Nicholas Green, his sister, Eleanor Green, and their parents, Margaret and Reginald Green, were having a holiday in Calabria Southern Italy. On the night of September 29, 1994 his parents were driving on the A3 motorway between Salerno and Reggio Calabria.[1][3] They stopped at an Autogrill, where two men started following their car believing they were jewellers. The men pulled alongside the Greens' vehicle and shouted something in Italian, which the Greens did not understand. Reginald Green accelerated, at which point the men fired shots into the rear of the car. He accelerated a second time, and once again the men shot into the back of the car. After the pursuers gave up Reginald stopped the car, and at this point he and Margaret realised that Nicholas had been shot in the head.[3] They drove directly to the nearest town, but the hospital was not equipped to deal with Nicholas' injuries. The police took the family to Villa San Giovanni, where they transferred to a ferry which brought them across the Strait of Messina to the port of Messina. From there, the police took them to a specialist head injuries unit at a nearby hospital, where he was pronounced dead the next day.[4]
Reg and Maggie Green, who lived in Bodega Bay at the time, donated their son’s organs. The gifts benefited seven Italians, including four teenagers. Italians responded overwhelmingly to the Greens’ generosity; even the president and the prime minster paid their respects. Maria Pia Pedala, who received Nicholas’s liver, later named a son after him.

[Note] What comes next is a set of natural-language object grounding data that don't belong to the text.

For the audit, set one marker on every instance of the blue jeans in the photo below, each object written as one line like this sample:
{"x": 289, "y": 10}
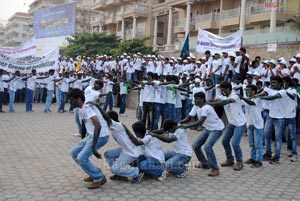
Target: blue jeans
{"x": 28, "y": 100}
{"x": 48, "y": 100}
{"x": 63, "y": 98}
{"x": 108, "y": 101}
{"x": 255, "y": 138}
{"x": 291, "y": 135}
{"x": 77, "y": 120}
{"x": 159, "y": 110}
{"x": 119, "y": 163}
{"x": 175, "y": 162}
{"x": 123, "y": 104}
{"x": 234, "y": 134}
{"x": 11, "y": 100}
{"x": 150, "y": 166}
{"x": 83, "y": 151}
{"x": 278, "y": 125}
{"x": 208, "y": 139}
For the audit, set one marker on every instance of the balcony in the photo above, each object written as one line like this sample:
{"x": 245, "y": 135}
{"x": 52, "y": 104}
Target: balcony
{"x": 179, "y": 26}
{"x": 139, "y": 10}
{"x": 207, "y": 21}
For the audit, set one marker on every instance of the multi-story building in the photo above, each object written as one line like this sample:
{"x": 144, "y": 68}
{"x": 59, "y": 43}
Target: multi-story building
{"x": 18, "y": 29}
{"x": 168, "y": 22}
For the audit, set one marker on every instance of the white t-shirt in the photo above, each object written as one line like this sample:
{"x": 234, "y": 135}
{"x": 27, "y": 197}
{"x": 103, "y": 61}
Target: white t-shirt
{"x": 234, "y": 112}
{"x": 181, "y": 145}
{"x": 31, "y": 82}
{"x": 212, "y": 121}
{"x": 119, "y": 134}
{"x": 253, "y": 114}
{"x": 86, "y": 113}
{"x": 90, "y": 94}
{"x": 152, "y": 148}
{"x": 276, "y": 106}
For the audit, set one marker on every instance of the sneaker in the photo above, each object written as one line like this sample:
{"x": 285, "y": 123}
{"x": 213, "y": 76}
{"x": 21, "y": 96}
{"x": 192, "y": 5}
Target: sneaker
{"x": 250, "y": 161}
{"x": 214, "y": 173}
{"x": 97, "y": 184}
{"x": 274, "y": 160}
{"x": 163, "y": 176}
{"x": 138, "y": 178}
{"x": 227, "y": 163}
{"x": 77, "y": 134}
{"x": 183, "y": 174}
{"x": 117, "y": 177}
{"x": 294, "y": 158}
{"x": 267, "y": 157}
{"x": 203, "y": 166}
{"x": 256, "y": 165}
{"x": 88, "y": 179}
{"x": 238, "y": 166}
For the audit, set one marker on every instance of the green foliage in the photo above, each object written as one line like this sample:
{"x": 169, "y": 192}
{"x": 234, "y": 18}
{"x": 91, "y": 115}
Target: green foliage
{"x": 90, "y": 44}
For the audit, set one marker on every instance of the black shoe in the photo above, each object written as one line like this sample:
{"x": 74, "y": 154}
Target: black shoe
{"x": 256, "y": 165}
{"x": 250, "y": 161}
{"x": 267, "y": 157}
{"x": 274, "y": 160}
{"x": 117, "y": 177}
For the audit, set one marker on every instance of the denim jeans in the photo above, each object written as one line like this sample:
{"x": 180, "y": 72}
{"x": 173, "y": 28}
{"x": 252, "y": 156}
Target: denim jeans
{"x": 48, "y": 100}
{"x": 29, "y": 97}
{"x": 175, "y": 162}
{"x": 119, "y": 163}
{"x": 11, "y": 100}
{"x": 234, "y": 134}
{"x": 123, "y": 104}
{"x": 255, "y": 138}
{"x": 108, "y": 101}
{"x": 83, "y": 151}
{"x": 208, "y": 139}
{"x": 150, "y": 166}
{"x": 278, "y": 125}
{"x": 291, "y": 135}
{"x": 159, "y": 111}
{"x": 1, "y": 99}
{"x": 63, "y": 98}
{"x": 77, "y": 120}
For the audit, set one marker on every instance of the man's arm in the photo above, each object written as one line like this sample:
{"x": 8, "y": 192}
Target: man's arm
{"x": 97, "y": 129}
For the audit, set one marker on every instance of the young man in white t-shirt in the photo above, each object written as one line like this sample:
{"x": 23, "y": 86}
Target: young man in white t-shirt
{"x": 95, "y": 124}
{"x": 255, "y": 125}
{"x": 276, "y": 99}
{"x": 235, "y": 127}
{"x": 152, "y": 160}
{"x": 182, "y": 150}
{"x": 208, "y": 118}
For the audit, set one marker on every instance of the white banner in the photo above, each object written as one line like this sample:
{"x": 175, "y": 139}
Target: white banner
{"x": 214, "y": 43}
{"x": 26, "y": 49}
{"x": 47, "y": 62}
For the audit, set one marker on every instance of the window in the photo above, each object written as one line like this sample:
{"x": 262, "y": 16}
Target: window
{"x": 160, "y": 29}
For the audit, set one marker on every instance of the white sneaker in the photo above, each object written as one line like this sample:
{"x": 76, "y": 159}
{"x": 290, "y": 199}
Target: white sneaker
{"x": 77, "y": 134}
{"x": 163, "y": 176}
{"x": 294, "y": 158}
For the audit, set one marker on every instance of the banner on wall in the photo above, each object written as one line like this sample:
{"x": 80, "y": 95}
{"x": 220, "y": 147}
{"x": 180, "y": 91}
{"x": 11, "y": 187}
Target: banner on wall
{"x": 55, "y": 21}
{"x": 209, "y": 41}
{"x": 24, "y": 50}
{"x": 44, "y": 64}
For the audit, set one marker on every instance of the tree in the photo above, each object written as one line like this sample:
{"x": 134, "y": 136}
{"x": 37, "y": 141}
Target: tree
{"x": 90, "y": 44}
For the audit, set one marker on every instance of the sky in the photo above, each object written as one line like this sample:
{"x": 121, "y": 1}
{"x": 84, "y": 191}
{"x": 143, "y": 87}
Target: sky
{"x": 10, "y": 7}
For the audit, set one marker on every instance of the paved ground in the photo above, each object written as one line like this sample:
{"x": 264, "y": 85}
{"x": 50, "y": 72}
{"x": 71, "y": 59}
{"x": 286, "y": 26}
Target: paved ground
{"x": 35, "y": 164}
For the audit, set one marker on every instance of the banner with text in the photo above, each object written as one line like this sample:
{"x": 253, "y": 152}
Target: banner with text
{"x": 214, "y": 43}
{"x": 44, "y": 64}
{"x": 24, "y": 50}
{"x": 55, "y": 21}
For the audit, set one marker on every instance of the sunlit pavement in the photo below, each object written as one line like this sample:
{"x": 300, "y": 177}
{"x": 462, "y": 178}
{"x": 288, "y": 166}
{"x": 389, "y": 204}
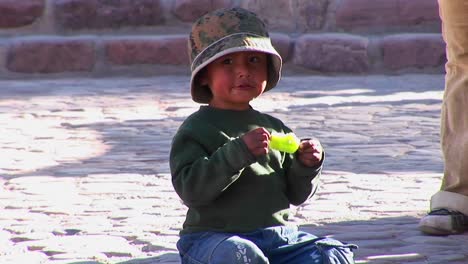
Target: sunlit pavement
{"x": 85, "y": 176}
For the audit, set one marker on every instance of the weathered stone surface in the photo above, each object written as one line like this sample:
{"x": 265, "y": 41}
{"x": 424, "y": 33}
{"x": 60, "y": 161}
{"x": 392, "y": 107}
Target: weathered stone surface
{"x": 310, "y": 14}
{"x": 51, "y": 56}
{"x": 172, "y": 51}
{"x": 383, "y": 13}
{"x": 276, "y": 14}
{"x": 413, "y": 50}
{"x": 332, "y": 53}
{"x": 190, "y": 10}
{"x": 96, "y": 14}
{"x": 20, "y": 13}
{"x": 282, "y": 44}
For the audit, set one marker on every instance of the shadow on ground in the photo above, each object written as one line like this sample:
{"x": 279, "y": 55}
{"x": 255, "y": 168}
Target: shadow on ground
{"x": 389, "y": 240}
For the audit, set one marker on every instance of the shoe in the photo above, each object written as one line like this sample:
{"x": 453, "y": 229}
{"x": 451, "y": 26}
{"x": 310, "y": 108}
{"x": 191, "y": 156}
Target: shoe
{"x": 444, "y": 222}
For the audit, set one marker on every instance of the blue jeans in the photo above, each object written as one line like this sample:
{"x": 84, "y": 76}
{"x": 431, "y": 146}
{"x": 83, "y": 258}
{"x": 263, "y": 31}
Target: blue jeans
{"x": 273, "y": 245}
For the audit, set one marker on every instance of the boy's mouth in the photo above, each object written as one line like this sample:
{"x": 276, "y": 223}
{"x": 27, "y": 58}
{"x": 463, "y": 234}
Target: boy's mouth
{"x": 245, "y": 86}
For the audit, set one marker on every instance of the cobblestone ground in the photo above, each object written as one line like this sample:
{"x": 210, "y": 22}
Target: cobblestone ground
{"x": 85, "y": 177}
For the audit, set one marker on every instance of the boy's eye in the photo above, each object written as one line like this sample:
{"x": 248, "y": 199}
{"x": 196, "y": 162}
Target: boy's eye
{"x": 254, "y": 59}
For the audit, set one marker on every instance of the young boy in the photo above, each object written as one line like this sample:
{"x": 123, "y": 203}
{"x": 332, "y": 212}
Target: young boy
{"x": 237, "y": 189}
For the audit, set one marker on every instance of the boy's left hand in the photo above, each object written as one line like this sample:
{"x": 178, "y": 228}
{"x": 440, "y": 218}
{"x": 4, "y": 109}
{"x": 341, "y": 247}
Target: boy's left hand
{"x": 310, "y": 152}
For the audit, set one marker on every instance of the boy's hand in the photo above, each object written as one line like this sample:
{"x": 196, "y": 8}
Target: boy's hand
{"x": 257, "y": 141}
{"x": 310, "y": 152}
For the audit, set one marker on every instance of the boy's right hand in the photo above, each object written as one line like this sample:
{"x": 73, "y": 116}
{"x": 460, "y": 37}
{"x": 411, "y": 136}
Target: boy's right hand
{"x": 257, "y": 141}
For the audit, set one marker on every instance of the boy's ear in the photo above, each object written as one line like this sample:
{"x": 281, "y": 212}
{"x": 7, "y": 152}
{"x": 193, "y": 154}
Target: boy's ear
{"x": 202, "y": 79}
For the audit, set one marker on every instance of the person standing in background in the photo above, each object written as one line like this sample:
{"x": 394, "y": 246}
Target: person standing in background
{"x": 449, "y": 206}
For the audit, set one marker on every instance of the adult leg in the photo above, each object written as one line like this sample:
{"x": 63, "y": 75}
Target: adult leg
{"x": 449, "y": 206}
{"x": 214, "y": 248}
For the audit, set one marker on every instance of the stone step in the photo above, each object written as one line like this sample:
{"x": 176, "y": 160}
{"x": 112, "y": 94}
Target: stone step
{"x": 96, "y": 37}
{"x": 323, "y": 52}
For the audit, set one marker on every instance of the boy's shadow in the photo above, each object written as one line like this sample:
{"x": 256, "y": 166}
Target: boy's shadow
{"x": 164, "y": 258}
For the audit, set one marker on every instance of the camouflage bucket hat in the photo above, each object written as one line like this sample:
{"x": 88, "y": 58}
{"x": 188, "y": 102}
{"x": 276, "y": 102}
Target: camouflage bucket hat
{"x": 226, "y": 31}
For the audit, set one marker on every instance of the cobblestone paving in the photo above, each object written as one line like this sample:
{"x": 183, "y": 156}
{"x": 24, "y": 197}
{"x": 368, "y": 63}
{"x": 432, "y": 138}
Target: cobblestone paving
{"x": 85, "y": 177}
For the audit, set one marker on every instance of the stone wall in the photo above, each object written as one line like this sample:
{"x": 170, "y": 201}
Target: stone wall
{"x": 50, "y": 38}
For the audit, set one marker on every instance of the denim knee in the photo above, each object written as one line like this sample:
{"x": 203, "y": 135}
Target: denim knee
{"x": 238, "y": 251}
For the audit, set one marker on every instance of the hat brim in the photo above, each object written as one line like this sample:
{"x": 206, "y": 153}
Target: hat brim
{"x": 234, "y": 43}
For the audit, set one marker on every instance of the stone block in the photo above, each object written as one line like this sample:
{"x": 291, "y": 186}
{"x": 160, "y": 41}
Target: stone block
{"x": 310, "y": 15}
{"x": 332, "y": 53}
{"x": 164, "y": 50}
{"x": 51, "y": 56}
{"x": 20, "y": 13}
{"x": 190, "y": 10}
{"x": 413, "y": 50}
{"x": 97, "y": 14}
{"x": 277, "y": 15}
{"x": 352, "y": 14}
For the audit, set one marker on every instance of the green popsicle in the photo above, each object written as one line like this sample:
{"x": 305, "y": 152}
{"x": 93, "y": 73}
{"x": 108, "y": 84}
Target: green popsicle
{"x": 284, "y": 142}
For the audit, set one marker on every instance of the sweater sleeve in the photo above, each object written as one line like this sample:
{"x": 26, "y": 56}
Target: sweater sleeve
{"x": 302, "y": 180}
{"x": 202, "y": 168}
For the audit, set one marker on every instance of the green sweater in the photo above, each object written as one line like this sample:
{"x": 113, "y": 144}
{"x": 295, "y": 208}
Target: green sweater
{"x": 224, "y": 186}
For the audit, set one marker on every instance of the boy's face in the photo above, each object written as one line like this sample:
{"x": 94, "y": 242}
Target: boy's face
{"x": 235, "y": 79}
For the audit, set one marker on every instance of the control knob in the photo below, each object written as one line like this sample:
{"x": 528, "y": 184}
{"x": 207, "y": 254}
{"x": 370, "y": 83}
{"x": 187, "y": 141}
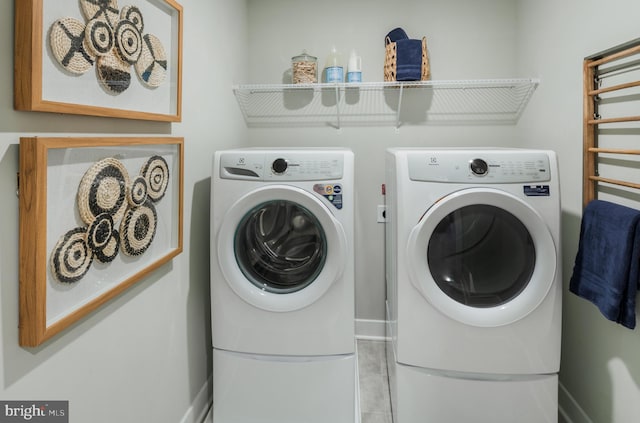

A memorial bell tower (The Children's Bell Tower) has been built in Bodega Bay in memory of Nicholas Green and all the children, using more than 140 bells sent to the Greens from individuals, families, schools, and churches all over Italy. The monument, set in Bodega Bay, where Nicholas and his family lived, has become a place of pilgrimage as well as a tourist attraction. The central bell, donated by the Marinelli Foundry, that has been making bells for the Papacy for more than 1000 years, was blessed by Pope John Paul II. It has the names of the seven recipients of Nicholas' organs inscribed on it. The monument is a work of San Francisco's sculptor Bruce Hasson.